To that voice I repeat: I’m no one. And that’s not a problem.

Sure, there are some of us who are more qualified to touch on this subject than others; I’m probably going to give more weight to the Dalai Lama’s thoughts on spirituality than, say, Hulk Hogan’s. (Apologies to Hulk Hogan if he’s a secret spiritual adept. If you are, Hulk, forgive me. I never knew.) But the fact is, there’s no professional consensus about what goes on beyond our everyday, see-it-touch-it-hear-it, this-birth-to-this-death life. Some people claim that the soul exists, and they can even tell you exactly what it’s like and where to find it. Other people think the idea that we have some kind of eternal soul is corny and naive.

Whatever I say on the subject, somebody is going to think it’s hooey. And they might be right.

Here’s what I think. There’s a dark space where the soul is or isn’t. Those who think it doesn’t exist tend to turn away from that space, and those who think it does exist turn toward it. I’d lay money down that the act of turning toward that dark space is good for a person, whether the space itself is empty or not.

That’s certainly been my experience. When I sit down and make space for quiet to spread in me, when I pan back from my tiny, clamoring life to a larger and larger picture, my problems start losing their charge. They’re still there, but they don’t feel bigger than I am. The more I practice, the more strength and space I feel in my core to hold them. And that strength and space feel intriguing to me, inviting, like some kind of internal doorway. I want to keep paying attention to it in case it opens up and leads somewhere.

My old pal Gautama Buddha said, “Do not follow blindly what I or others have to say. Find out what is true through your own experience.” He’s backing me up, I think, or I’m backing him up. What matters in these questions isn’t belief or theory. It’s action. It’s your own senses, your own experience. It’s what happens when you make a space for the question to live in you.
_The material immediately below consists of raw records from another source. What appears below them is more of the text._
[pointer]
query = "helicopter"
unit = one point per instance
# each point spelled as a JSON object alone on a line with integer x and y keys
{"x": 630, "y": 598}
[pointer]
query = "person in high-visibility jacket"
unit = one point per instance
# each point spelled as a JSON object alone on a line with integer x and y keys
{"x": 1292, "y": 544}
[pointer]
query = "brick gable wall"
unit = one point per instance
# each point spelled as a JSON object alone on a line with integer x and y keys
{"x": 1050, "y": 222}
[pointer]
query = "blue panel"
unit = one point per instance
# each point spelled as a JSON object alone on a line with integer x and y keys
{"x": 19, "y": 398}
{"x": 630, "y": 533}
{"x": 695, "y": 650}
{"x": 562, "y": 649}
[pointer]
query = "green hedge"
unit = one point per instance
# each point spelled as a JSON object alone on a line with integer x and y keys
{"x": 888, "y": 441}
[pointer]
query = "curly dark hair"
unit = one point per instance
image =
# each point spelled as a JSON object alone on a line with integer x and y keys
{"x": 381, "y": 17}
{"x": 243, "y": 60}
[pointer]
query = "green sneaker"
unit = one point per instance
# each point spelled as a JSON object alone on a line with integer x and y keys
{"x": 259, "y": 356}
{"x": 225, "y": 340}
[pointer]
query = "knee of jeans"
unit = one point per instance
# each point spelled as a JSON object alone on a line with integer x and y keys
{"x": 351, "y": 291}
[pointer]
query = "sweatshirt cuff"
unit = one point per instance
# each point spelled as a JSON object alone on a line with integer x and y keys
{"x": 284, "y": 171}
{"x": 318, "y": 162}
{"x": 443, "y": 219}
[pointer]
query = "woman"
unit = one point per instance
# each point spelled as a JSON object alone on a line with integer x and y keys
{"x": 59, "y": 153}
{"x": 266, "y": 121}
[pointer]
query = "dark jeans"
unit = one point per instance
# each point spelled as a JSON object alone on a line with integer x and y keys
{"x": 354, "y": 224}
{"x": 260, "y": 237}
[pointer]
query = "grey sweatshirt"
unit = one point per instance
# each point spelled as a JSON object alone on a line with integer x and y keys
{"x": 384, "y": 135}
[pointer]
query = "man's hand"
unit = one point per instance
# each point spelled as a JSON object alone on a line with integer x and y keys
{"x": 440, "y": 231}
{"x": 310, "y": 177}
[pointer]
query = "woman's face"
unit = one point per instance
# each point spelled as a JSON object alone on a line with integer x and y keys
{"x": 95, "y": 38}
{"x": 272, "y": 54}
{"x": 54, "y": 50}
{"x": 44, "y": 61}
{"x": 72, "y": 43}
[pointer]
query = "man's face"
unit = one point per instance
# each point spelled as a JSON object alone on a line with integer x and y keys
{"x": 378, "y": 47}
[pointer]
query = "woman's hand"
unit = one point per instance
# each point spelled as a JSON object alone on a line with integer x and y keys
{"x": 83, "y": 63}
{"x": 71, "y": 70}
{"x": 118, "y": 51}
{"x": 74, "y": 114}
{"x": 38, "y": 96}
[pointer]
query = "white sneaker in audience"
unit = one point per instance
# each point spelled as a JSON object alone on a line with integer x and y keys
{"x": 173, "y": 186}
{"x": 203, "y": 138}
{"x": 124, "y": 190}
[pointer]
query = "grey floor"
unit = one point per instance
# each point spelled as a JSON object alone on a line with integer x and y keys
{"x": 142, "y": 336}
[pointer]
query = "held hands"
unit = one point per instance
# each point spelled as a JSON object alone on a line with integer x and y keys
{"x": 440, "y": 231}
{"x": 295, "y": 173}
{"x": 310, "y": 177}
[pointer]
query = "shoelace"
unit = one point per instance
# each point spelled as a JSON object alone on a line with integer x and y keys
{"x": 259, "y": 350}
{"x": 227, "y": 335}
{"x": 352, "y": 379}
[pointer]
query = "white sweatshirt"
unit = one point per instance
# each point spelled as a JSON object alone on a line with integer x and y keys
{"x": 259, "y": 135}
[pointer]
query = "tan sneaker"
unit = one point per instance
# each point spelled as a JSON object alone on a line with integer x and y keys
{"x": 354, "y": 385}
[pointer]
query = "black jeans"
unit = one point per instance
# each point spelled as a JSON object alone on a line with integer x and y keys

One of my favorite cards in the Tarot is The Hermit, which in most decks has a picture of an old man carrying a lantern, heading down a foggy path in pursuit of spiritual wisdom. I love that image: its dim, murky vibe and the fact that the old man looks a little like Gandalf. But the real reason I love The Hermit is that this is the card of the seeker: The Hermit has a quest. Whether he turns inward or outward for the answers, he’s looking for wisdom and meaning, and that search has been given the highest priority.

I think that’s a great priority. I share it. I’m a seeker too. For me, the search feels necessary. When the big difficulties have knocked me down, I’ve instinctively reached out for spiritual ballast to pull myself back up.

I went through a divorce in my twenties, which came out of the blue and shocked me like nothing else had. I didn’t have a spiritual practice yet and didn’t know how to steady myself, but I needed something. So I winged it and imagined myself plugged into the universe through a bright, golden cord of light that ran down through the top of my head. When I felt myself going under with grief and despair, I’d plug in and try to imagine a warm whoosh of loving energy flowing in through that cord. And it worked. I made it up, but it worked every time. That stream of imaginary golden light felt as real in my body as a shot of B-vitamins. It lifted me up and gave me the strength to move through the day, and in a more lasting way, it gave me faith in the process of seeking.

“Ask, and it shall be given you; seek, and ye shall find; knock, and it shall be opened unto you.” I’m not a Christian, but I will say that’s what I’ve always turned up in my own experiments, and I stay oriented towards this mystery out of a sense of gratitude every bit as much as I do from a sense of curiosity.

Who is it that’s doing the giving when we ask? What opens when we knock? I have no idea. But I do know this: it’s my right and yours to fumble around in the dark and work it out. The money, I’m willing to bet, is in the fumbling.